06/01/2026
Light of Light, The Orthodox Truth
The Holy Spirit in Orthodox Theology
The Holy Spirit in The Orthodox Theology
is understood as the Third Person of the Holy Trinity — fully God, eternal, uncreated, worshipped and glorified together with the Father and the Son.
The Orthodox Church confesses in the Nicene-Constantinopolitan Creed:
“And in the Holy Spirit, the Lord, the Giver of Life, Who proceeds from the Father, Who together with the Father and the Son is worshipped and glorified…”
This teaching was defended especially by:
Saint Basil the Great ,
Saint Gregory the Theologian,
Saint Gregory of Nyssa and
Saint Athanasius the Great.
The Holy Spirit Is Fully God
The Orthodox Church rejects the ancient heresy of the Pneumatomachians (“fighters against the Spirit”), who claimed the Holy Spirit was a creature.
The Fathers taught that:
the Spirit sanctifies,
gives life,
reveals God,
dwells in the saints,
and performs divine actions.
Therefore He cannot be a created being.
Saint Basil writes that the Holy Spirit is:
inseparable from the Father and the Son,
sharing the same divine essence,
and worthy of the same worship.
The Spirit Proceeds from the Father.
One of the distinctive Orthodox teachings is that the Holy Spirit eternally proceeds from the Father alone.

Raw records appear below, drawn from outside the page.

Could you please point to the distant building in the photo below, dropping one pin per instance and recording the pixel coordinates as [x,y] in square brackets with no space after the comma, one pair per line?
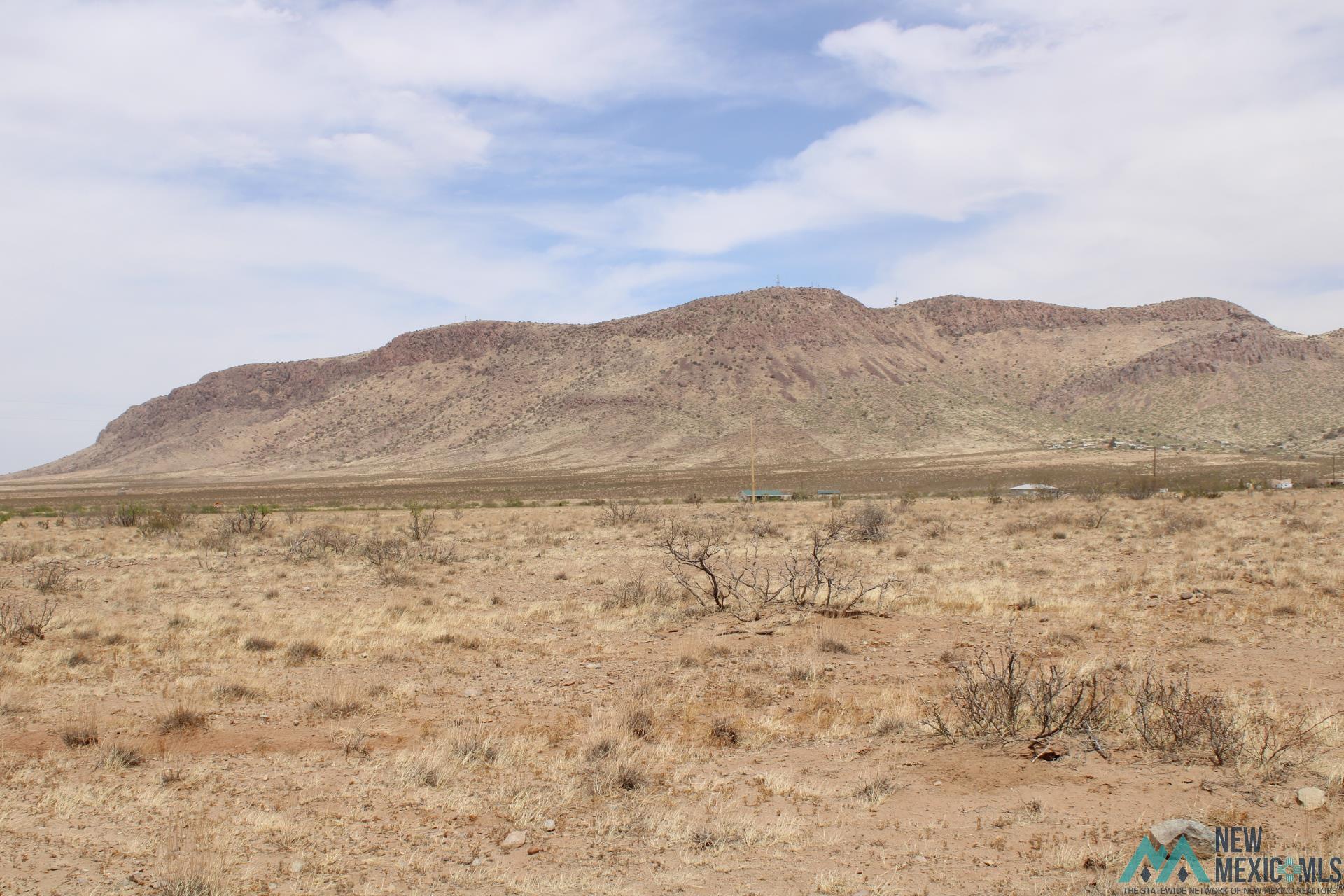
[1034,491]
[764,495]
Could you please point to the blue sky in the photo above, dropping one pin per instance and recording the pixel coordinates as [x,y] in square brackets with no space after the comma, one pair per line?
[191,186]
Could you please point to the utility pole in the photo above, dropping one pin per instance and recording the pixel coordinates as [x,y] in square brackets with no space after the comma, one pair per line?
[752,425]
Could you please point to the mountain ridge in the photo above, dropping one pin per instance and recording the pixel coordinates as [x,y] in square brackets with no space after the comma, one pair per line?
[831,378]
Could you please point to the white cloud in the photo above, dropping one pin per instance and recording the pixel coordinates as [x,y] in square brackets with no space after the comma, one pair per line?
[190,186]
[1098,152]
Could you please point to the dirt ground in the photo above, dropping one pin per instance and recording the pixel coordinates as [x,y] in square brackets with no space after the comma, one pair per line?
[533,704]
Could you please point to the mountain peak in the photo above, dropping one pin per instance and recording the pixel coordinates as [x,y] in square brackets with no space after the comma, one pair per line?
[823,375]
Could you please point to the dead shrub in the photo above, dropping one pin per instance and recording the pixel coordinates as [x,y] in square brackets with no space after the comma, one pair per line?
[22,624]
[1174,719]
[18,551]
[51,577]
[251,519]
[319,542]
[1177,522]
[162,520]
[233,691]
[118,757]
[258,644]
[77,736]
[638,590]
[467,643]
[182,718]
[723,732]
[1009,695]
[620,514]
[870,523]
[724,578]
[340,704]
[302,652]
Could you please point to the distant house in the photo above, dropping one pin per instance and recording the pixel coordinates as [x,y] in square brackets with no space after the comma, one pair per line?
[764,495]
[1034,491]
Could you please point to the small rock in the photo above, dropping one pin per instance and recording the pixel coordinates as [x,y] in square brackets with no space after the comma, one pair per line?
[1199,836]
[1310,798]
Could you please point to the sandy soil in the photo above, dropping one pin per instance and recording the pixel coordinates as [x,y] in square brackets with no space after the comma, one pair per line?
[226,713]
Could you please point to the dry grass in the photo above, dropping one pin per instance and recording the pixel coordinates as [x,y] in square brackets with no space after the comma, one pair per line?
[553,679]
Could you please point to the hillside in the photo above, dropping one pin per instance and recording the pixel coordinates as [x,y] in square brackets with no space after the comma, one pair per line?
[824,377]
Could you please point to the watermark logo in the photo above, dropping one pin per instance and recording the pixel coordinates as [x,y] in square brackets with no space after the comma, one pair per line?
[1151,860]
[1240,864]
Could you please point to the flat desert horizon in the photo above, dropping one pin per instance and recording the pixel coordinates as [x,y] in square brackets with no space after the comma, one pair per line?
[625,448]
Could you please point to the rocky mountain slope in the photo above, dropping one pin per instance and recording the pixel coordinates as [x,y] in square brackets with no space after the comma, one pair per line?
[823,375]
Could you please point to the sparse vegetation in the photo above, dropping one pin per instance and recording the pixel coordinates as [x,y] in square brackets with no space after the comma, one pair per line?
[575,681]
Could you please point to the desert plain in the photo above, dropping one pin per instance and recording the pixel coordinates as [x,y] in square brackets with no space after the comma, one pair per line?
[898,695]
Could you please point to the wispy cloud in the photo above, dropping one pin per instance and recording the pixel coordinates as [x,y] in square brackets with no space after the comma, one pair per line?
[190,186]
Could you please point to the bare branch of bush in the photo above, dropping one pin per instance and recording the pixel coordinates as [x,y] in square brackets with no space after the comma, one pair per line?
[1009,696]
[620,514]
[870,523]
[251,519]
[23,624]
[51,577]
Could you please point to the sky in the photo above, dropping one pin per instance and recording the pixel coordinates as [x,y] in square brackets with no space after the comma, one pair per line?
[192,186]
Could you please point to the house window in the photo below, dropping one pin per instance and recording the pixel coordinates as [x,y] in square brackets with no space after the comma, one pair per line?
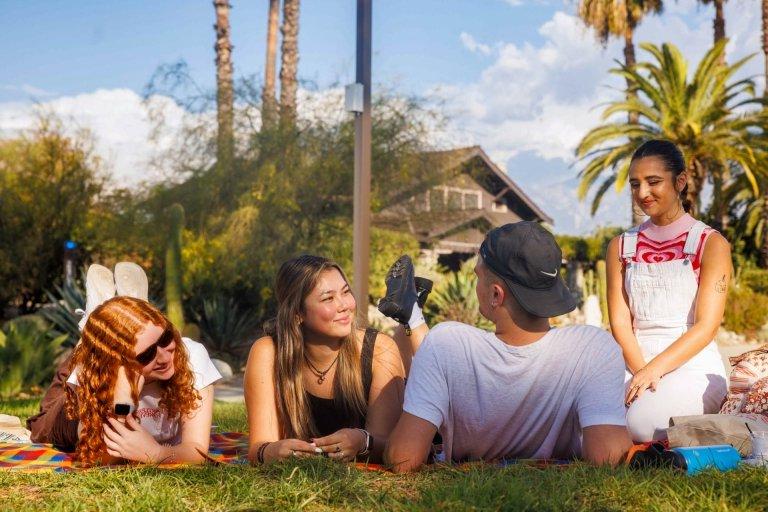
[473,200]
[453,198]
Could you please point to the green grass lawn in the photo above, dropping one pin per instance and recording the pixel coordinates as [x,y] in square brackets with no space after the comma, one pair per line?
[319,484]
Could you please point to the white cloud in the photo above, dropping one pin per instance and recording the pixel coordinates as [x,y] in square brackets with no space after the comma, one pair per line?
[119,122]
[472,45]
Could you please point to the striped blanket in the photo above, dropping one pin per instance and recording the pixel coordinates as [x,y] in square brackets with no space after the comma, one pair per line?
[225,448]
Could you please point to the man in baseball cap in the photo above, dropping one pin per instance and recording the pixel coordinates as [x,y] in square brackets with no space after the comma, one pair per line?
[526,390]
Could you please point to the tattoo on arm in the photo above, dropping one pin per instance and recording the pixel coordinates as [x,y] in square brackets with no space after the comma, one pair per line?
[720,285]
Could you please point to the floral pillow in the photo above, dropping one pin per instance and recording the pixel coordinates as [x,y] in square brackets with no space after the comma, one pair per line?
[748,384]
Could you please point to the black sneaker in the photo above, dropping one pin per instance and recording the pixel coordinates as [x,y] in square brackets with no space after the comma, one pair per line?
[401,291]
[423,287]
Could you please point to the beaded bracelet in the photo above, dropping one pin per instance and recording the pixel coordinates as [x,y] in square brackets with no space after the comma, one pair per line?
[260,452]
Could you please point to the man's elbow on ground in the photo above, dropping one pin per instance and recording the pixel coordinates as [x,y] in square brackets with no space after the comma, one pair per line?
[605,445]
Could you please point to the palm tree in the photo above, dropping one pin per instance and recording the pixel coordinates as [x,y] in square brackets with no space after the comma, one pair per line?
[289,61]
[718,24]
[619,18]
[224,87]
[268,98]
[695,114]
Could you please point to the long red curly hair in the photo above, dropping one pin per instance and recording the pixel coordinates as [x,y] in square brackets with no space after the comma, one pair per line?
[106,343]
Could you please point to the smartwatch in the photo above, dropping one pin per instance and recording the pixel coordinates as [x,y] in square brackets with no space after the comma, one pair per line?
[122,409]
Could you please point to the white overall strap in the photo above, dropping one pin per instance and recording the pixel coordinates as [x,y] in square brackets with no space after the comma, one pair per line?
[693,239]
[629,243]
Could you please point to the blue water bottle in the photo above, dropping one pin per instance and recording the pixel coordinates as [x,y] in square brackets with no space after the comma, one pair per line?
[694,459]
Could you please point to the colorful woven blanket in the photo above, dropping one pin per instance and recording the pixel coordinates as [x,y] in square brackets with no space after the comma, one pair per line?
[225,448]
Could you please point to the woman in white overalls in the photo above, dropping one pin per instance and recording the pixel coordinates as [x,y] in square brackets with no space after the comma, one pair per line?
[667,284]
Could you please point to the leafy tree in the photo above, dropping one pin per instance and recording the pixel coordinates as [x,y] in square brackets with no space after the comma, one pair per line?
[698,114]
[49,183]
[620,19]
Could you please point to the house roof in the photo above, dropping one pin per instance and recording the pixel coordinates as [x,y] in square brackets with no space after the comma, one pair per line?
[455,158]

Christ says in John 15:26:
“the Spirit of truth who proceeds from the Father…”
The Orthodox Church therefore rejects the later Western addition of the Filioque (“and the Son”) to the Creed.
The Father is understood as:
the sole source (arche) within the Trinity,
eternally begetting the Son,
and eternally causing the procession of the Holy Spirit.
This preserves the monarchy of the Father within Holy Spirit in the Life of the Church
In Orthodox spirituality, the Holy Spirit is not an abstract theological idea. The Spirit:
sanctifies the Church,
acts in the Mysteries (Sacraments),
illumines Scripture,
transforms the believer,
and leads humanity to theosis (union with God by grace).
The entire life of the Church is Pentecostal.
At every Divine Liturgy, the priest invokes the Holy Spirit in the Epiclesis: that the bread and wine may become the Body and Blood of Christ.
Pentecost
The feast of Pentecost is the great revelation of the Holy Spirit to the Church.
In Orthodox understanding:
Pentecost is not merely a past event,
but the continual life of the Church in the Spirit.
The descent of the Spirit upon the Apostles fulfilled Christ’s promise that the Comforter would come.
The Holy Spirit and Theosis
A central Orthodox teaching is that salvation is participation in the divine life by grace.
The Holy Spirit:
purifies,
illumines,
and deifies the believer.
As Saint Seraphim of Sarov famously taught:
“The true aim of the Christian life is the acquisition of the Holy Spirit.”